The story follows three main characters: Enae Athur, a woman who has spent the majority of her life (six decades!) taking care of an aging relative who was incredibly abusive and unable to appreciate Enae's ability to keep her household running. Enae's Grandmamman is old money, and without Enae, would have driven her household staff away (at the least). After she dies, Enae is given the job of tracking down someone who has been missing for so long that the no one really expects her to find them. However, Enae doesn't do anything half-heartedly, and begins to make unexpected progress, which takes her out of her routine and into interesting places. 

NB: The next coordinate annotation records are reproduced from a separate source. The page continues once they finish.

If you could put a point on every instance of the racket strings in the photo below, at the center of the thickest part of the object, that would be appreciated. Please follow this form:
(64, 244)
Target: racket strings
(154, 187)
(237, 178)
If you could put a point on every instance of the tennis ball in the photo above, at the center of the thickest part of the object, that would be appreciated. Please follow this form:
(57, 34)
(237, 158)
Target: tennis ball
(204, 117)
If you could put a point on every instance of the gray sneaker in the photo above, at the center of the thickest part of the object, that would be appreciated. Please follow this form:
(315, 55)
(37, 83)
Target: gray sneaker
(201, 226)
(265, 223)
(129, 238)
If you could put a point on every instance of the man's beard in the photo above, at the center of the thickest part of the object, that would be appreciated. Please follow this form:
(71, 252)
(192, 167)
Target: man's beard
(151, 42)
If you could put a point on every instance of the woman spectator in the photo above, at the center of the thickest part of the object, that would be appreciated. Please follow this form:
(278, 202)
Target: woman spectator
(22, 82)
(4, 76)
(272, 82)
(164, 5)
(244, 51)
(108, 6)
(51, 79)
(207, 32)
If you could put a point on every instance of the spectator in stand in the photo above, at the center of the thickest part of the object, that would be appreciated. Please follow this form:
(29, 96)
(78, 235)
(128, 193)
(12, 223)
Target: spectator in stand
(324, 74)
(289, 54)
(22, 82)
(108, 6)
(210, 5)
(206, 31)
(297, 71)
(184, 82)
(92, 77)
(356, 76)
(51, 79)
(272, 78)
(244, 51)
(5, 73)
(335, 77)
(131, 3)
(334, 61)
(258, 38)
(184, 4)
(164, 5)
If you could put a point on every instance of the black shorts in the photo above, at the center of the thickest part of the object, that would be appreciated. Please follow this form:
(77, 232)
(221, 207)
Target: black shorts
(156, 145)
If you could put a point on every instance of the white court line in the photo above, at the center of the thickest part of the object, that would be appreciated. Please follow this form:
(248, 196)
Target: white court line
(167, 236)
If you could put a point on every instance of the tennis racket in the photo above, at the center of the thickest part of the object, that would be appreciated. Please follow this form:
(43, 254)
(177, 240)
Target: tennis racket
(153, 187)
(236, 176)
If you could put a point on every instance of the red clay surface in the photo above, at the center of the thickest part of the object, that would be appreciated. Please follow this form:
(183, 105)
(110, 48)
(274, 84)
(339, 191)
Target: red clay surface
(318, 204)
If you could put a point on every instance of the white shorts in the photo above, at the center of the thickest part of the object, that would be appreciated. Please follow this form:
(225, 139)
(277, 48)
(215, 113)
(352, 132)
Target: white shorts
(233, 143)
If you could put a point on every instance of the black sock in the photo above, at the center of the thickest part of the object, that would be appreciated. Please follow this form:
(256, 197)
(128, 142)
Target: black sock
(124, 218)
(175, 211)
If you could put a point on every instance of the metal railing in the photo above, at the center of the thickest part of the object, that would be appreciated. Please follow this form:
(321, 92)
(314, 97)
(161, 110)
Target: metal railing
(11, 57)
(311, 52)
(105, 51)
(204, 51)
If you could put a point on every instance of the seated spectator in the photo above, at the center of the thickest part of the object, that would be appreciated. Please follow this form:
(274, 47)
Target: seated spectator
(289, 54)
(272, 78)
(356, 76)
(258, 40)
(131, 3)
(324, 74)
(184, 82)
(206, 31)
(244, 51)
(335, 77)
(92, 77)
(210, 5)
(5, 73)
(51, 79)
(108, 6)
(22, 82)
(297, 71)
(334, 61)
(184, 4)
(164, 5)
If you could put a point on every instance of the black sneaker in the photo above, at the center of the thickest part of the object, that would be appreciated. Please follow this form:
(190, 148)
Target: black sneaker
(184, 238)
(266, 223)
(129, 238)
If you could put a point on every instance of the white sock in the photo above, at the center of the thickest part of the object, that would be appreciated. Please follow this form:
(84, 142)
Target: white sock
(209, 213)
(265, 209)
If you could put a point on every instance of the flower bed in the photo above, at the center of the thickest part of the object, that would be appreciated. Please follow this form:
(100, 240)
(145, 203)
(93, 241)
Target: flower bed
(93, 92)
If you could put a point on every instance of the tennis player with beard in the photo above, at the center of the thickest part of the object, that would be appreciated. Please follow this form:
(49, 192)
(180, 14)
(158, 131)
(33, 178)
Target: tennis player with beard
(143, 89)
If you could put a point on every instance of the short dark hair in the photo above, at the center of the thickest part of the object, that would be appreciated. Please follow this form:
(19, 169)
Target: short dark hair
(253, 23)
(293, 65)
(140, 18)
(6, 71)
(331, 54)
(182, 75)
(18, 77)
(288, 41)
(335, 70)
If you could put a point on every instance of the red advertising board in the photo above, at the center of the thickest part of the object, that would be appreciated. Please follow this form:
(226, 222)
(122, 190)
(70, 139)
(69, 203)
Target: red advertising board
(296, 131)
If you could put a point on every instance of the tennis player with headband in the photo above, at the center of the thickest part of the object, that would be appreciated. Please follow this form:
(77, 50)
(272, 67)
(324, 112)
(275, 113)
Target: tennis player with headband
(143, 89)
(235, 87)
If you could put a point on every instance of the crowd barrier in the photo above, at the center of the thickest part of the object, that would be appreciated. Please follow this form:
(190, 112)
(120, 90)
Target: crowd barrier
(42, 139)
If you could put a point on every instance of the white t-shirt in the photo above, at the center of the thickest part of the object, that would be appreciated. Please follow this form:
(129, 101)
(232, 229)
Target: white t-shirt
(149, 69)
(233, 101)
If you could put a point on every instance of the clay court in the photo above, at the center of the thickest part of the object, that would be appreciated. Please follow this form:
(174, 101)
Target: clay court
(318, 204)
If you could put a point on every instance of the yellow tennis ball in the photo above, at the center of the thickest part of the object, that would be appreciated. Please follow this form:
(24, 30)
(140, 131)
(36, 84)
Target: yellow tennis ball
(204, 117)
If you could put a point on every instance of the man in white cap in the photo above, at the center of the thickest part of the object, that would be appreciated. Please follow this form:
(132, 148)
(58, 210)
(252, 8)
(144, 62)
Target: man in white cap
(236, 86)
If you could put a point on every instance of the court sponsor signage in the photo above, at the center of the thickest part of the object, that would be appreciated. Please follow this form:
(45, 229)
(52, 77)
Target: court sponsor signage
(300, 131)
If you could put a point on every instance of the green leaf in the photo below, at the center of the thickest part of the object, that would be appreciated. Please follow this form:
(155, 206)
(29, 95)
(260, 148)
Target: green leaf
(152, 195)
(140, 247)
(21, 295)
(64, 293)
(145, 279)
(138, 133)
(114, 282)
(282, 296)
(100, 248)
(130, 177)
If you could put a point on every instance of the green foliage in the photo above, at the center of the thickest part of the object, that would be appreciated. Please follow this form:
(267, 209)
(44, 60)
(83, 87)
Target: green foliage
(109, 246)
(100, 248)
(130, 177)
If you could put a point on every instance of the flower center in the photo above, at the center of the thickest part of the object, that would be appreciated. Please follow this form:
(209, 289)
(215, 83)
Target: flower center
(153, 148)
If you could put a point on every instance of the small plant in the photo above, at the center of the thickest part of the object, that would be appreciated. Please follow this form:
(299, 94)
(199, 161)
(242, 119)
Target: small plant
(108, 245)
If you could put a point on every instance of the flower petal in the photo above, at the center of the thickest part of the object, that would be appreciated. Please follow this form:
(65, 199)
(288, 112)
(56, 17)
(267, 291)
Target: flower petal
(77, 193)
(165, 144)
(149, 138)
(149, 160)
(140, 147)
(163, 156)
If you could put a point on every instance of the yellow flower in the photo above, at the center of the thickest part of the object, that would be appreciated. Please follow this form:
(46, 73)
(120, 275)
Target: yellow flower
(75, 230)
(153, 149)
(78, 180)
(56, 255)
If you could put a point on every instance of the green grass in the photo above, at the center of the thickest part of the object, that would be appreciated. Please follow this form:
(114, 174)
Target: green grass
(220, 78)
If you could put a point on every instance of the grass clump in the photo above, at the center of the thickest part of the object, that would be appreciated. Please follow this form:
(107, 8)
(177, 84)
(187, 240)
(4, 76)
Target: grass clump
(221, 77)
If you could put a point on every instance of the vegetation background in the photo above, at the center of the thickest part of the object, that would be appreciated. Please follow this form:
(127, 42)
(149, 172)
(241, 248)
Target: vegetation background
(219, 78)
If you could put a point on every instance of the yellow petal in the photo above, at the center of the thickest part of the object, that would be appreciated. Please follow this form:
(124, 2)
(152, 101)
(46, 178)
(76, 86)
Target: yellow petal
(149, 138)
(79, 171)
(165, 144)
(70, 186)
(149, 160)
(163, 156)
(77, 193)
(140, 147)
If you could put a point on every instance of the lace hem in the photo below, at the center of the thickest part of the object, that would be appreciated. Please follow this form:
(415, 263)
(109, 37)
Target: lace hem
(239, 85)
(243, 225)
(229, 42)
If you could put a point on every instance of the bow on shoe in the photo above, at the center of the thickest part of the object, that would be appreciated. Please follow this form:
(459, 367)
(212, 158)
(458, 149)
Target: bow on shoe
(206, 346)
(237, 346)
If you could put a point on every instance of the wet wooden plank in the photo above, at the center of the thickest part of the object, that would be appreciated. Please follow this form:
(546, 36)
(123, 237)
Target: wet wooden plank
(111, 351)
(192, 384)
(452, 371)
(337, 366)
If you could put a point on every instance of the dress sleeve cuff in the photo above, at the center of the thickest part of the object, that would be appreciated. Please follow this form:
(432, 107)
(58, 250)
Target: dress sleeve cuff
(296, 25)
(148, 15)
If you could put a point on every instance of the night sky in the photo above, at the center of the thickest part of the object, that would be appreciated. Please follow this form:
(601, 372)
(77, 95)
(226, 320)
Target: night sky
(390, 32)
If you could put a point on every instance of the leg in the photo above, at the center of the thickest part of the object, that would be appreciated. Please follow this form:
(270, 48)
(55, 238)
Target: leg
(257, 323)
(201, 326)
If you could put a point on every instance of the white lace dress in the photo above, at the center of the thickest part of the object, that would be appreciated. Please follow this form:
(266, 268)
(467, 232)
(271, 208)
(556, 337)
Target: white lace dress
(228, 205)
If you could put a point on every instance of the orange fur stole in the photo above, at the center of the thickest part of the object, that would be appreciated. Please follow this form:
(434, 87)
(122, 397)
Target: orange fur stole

The second main character is Qven, a Presger translator. Their story is told in first person, and is a very deep look into the aliens that serve as a driving force in the other novels. It's a very in depth look at the life cycle of some of the Presgers - it seems very alien in some ways but in others very familiar. In the beginning, these alien creatures are practically feral - eating, torturing, and hurting each other without any real knowledge of who or what they are. As they move from age group to age group, the expectations for how they should act change drastically. They are taught how to act human, essentially. Presger translators are expected to merge with another, and become essentially subsumed into that older Presger's personality. Qven doesn't want this and will do anything to escape it. 

The third main character is Reet Hluid, who was adopted into a large family with two mothers who care for foster children, and is currently working a low level job on a space station in a place called Zeosen. Despite his loving family, he feels he has never really fit in. He has had odd, violent urges his entire life - urges that nearly got him in trouble as a child. As an adult, he is stand-offish and has difficulty relating to others, even his own family. His preferred activity is being alone and watching his favorite adventure show. When he's approached by a diaspora group who claim he's related to a ruling class on their former station, he finally begins to feel like he might find out who he really is. He either misses or ignores the political undertones of the group, and is happy with the new job at they have gotten him. 

Reet's new job brings him into contact with Enae, who figures out (quite accidentally), that Reet is the one she has been looking for. This leads to his immediate quarantine and arrest. Enae, who feels awful about destroying his life, rallies his family and the lawyers to help get him out. 

Because of this, Reet and Qven come into contact with each other, and are put into a situation where they are told that they have to merge or die. 

While this is happening, the treaty that has been negotiated with the Presgers is coming up for renegotiation in order to include other races or species, including some of the original characters from the previous novels. 

While this seems to be a sweeping epic, and the decisions reached will have consequences for the entire universe, it is tied up in more personal concerns. There are discussions of complicated feelings towards family, on how we identify ourselves and what those implications are. It's about autonomy and how it clashes with how society thinks we should behave or what we should do with our lives.  It isn't about rescuing an entire world or overthrowing a tyrant, but it is about finding ourselves, finding what's right and what we want for ourselves, even if it is simply not what our elders demand. 

This novel came at a time when my identity is being heavily challenged by the world around me. While I have a wonderful support network, I identify with Reet's struggle to fit in, to find his place in a world that doesn't entirely make sense to him as he's been told it should be. I love that despite the happy conclusion for everyone, there's still a journey to be had. Enae's story reminded me that it's never to late to make a change, to step outside of your routines and become something more. 

Since this novel is a stand-alone, you don't have to read the previous novels in order to understand what is going on, although you'll miss why some of the characters are so important.